Georgia Unfiltered

Search This Site

23 February 2010

Milton County & The Department of Justice

Monday evening, a commenter carrying the pseudonym of "South Fulton Guy" posed the following question to me concerning the re-creation of historically existing counties, such as the former Campbell and Milton counties:

So Andre are you actually predicting an Obama US Department of Justice's Civil Rights Division with Section five oversight of Georgia will support splitting Fulton into an affluent majority white county and a not so affluent majority black county?

On a final note, I'd point out that race pimps like state Sen. Vincent Fort are the only ones injecting race into a debate over a large, bloated, dysfunctional government being split into smaller government that is closer and more responsive to the people.

Here is my answer:

The question of whether resurrecting Milton County violates the Voting Rights Act centers around two questions.

The first question is this:

"Does the resurrection of Milton County have the effect of discriminating based on race, color, and/or membership in a language minority group?"

That question, in itself, is very subjective. Someone like Vincent Fort would say that re-creating Milton County is discriminatory.

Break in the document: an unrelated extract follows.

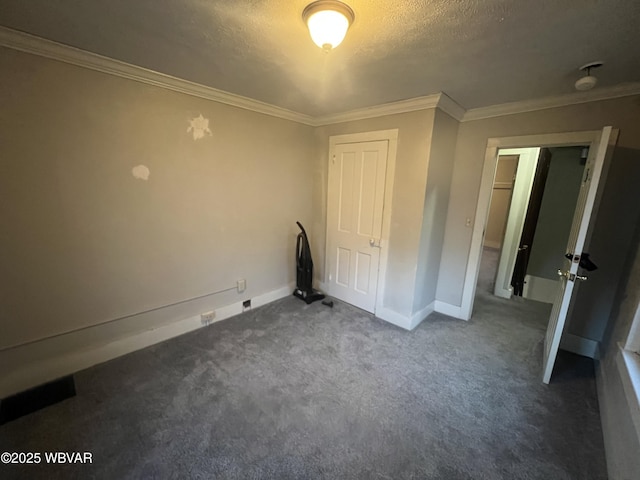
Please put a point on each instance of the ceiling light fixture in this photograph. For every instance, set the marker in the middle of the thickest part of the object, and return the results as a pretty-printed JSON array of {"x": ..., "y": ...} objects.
[
  {"x": 588, "y": 81},
  {"x": 328, "y": 22}
]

However, someone like Jan Jones would say the exact opposite.

The second question, which I believe is even more appropriate to ask, is drawn from the Justice Department's webpage:

"Does the resurrection of Milton County deny or abridge the right to vote on account of race, color, or membership in a language minority group?"

I would say that, contrary to what race pimps may lead people to believe, Milton County does not deny or abridge the right to vote on account of race, color, or membership in a language minority group.

House Resolution 21, the so-called Milton County bill, is a constitutional amendment that would be voted on by every registered Georgia voter regardless of race, color, or membership in a language minority group. If, for example, a group of Asian, Hispanic, or black voters desired to organize against H.R.21, they could do so without any interference from the state.

It seems to me that if the Justice Department failed to give pre-clearance to H.R.21, they would be an activist Justice Department legislating from the bureaucracy.

The Attorney General is not an elected official and neither is any staffer within the Civil Rights Division who might recommend that the Attorney General object to H.R.21 being submitted to the qualified voters of Georgia for their ratification or rejection. Now I ask you, what kind of slippery slope might the Department of Justice be on if they determine that allowing every Georgian --regardless of race, color or membership in a language minority group-- the right to vote on H.R.21 is a violation of the Voting Rights Act.

What kind of slippery slope might the Justice Department be on if they decide that allowing the people to vote on re-creating a "historically existing county which was merged into another county" denies or abridges the right to vote on account of race, color, or membership in a language minority group?

On a final note, I'd point out that race pimps like state Sen. Vincent Fort are the only ones injecting race into a debate over a large, bloated, dysfunctional government being split into smaller government that is closer and more responsive to the people.